Troublemakers need a wake-up call

29th January 2010 at 00:00

Coverage of the trial at Sheffield Crown Court of the young brothers who tortured two younger boys troubled me greatly.

I discussed it with my Dad. We talked about toxic homes and about parenting. In the discussion we agreed that many kids grow up without being instilled with self-respect, regard for others, respect for authority, or a sense of responsibility for their actions, and it is not just the case with under-privileged children.

I attend a well-regarded state school with good facilities. I am not that smart, not perfect, but I do want to learn.

Quite often, unruly behaviour of others spoils the lessons. I'd say roughly half of the pupils don't take proper interest and can contribute to poor discipline. With an arrogant disregard for teaching authority, they act innocent and in denial when challenged.

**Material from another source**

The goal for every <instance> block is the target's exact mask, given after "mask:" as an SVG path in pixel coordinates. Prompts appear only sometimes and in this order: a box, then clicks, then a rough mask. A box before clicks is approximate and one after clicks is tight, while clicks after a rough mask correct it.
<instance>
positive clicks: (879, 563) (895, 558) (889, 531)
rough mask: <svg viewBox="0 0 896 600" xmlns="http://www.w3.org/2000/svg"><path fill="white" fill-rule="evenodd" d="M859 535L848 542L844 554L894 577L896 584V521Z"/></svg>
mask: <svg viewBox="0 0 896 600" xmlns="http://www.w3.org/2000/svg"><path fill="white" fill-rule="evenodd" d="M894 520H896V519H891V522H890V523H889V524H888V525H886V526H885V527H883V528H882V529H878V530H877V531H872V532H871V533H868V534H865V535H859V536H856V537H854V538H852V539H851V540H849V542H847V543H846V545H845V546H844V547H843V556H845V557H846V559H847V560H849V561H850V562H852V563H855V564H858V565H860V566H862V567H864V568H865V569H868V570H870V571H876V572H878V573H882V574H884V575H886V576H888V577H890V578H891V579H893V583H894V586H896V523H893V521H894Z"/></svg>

I've heard that African children clamour for an education but have poor and inadequate facilities (at my school we have a partner secondary in Kitivo, Tanzania). What would they give for an opportunity to attend and benefit from facilities like ours? By contrast, half of my school doesn't appreciate how fortunate they are.

So I suggested an educational exchange. Why not let the unruly pupils at schools like mine experience poor facilities in developing countries? Then also, why not open the vacant places created by the exchange to the children from poor countries - the ones intent on learning?

Ben Palmer, Aged 13, Stockport, Cheshire.